The result of the UK general election was announced. Labour won by a landslide, taking twice the number of seats as the Conservatives on a turnout of 72%. The scale of the victory came as a surprise although the result had been uncertain. There appears to have been no systematic attempt to assess the intentions of the millions serving overseas, which may have been the wild card. General Slim commanding the army in Burma had told Churchill emphatically that his men would not be voting Conservative which may give some indication. The poll gave Clem Attlee's incoming government a madate for a radical programme.
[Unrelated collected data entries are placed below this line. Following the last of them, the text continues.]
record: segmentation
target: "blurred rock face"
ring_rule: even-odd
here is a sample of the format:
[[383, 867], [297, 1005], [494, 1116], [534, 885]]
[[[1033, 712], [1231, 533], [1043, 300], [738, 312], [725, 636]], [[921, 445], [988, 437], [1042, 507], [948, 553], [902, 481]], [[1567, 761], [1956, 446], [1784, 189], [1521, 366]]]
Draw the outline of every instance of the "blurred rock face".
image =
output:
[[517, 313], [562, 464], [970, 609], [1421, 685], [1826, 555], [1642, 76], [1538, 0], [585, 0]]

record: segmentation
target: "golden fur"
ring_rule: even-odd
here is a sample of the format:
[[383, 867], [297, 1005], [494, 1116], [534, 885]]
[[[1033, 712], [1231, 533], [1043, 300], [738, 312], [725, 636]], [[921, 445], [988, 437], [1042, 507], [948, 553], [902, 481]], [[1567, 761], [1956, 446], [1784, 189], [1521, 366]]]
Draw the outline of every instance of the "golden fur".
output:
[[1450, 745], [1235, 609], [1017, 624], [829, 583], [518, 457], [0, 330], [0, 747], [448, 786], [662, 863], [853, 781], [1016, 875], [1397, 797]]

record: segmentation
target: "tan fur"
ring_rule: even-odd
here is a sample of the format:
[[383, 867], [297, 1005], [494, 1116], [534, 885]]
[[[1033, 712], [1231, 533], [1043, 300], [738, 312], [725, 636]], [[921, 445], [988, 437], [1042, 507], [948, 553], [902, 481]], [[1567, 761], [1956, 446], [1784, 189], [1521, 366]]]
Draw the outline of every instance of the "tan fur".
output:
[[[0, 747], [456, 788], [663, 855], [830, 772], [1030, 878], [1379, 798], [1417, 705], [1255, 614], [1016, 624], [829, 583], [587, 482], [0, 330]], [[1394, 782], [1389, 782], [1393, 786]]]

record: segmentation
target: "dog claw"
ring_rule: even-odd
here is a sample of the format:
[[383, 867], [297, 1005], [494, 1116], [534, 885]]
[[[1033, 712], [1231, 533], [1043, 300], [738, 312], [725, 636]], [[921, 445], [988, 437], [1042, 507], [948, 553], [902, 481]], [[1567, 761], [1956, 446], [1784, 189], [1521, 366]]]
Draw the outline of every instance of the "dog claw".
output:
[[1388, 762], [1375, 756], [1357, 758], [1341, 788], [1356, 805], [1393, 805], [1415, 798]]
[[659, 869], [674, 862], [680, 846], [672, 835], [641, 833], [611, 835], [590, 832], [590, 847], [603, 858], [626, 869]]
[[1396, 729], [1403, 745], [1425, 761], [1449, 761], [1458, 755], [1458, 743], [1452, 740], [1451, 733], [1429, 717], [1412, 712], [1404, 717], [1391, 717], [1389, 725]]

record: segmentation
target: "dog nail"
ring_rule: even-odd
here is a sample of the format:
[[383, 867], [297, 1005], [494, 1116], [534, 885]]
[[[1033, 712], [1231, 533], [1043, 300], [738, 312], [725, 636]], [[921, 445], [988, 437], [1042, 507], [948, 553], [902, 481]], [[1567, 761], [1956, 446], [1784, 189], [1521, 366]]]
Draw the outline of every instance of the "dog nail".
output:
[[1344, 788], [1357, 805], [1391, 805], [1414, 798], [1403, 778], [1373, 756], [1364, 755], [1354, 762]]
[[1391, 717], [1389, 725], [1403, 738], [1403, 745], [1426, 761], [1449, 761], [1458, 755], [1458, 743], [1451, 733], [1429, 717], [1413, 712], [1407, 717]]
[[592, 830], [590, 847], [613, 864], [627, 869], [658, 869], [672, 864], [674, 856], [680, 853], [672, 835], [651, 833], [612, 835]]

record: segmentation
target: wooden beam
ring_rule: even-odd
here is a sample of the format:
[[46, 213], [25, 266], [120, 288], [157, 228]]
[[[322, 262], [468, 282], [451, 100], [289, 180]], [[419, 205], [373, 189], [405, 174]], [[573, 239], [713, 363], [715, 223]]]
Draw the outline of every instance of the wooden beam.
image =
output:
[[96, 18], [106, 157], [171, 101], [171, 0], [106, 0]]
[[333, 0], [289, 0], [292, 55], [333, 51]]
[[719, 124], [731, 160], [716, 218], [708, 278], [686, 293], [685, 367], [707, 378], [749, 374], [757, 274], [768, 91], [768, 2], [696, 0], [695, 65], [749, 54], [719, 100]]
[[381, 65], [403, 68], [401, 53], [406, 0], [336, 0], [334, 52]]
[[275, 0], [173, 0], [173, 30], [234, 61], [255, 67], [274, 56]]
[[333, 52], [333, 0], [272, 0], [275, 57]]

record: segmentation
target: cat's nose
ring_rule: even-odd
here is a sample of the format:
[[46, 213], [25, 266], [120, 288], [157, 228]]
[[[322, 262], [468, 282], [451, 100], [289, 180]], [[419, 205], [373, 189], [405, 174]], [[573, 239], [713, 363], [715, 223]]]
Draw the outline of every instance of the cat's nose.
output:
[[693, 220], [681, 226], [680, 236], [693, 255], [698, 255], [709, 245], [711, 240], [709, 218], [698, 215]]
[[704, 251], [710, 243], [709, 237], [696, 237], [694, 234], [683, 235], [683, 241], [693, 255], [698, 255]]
At the end of the Potsdam conference the allies issued a declaration to Japan. It called for unconditional surrender but only at the end of the text. Similarly it demanded the permanent removal from power "those who have deceived and misled the people of Japan into embarking on world conquest" without explicitly mentioning the Emperor. But all told the declaration was substantially more constructive than the flat demand for Germany's unconditional surrender and gave some arguments to those advising against total resistance. It included a positive promise of measures to foster democratic government; Japan would not be eliminated as a nation and would be permitted to retain industrial infrastructure to sustain the economy.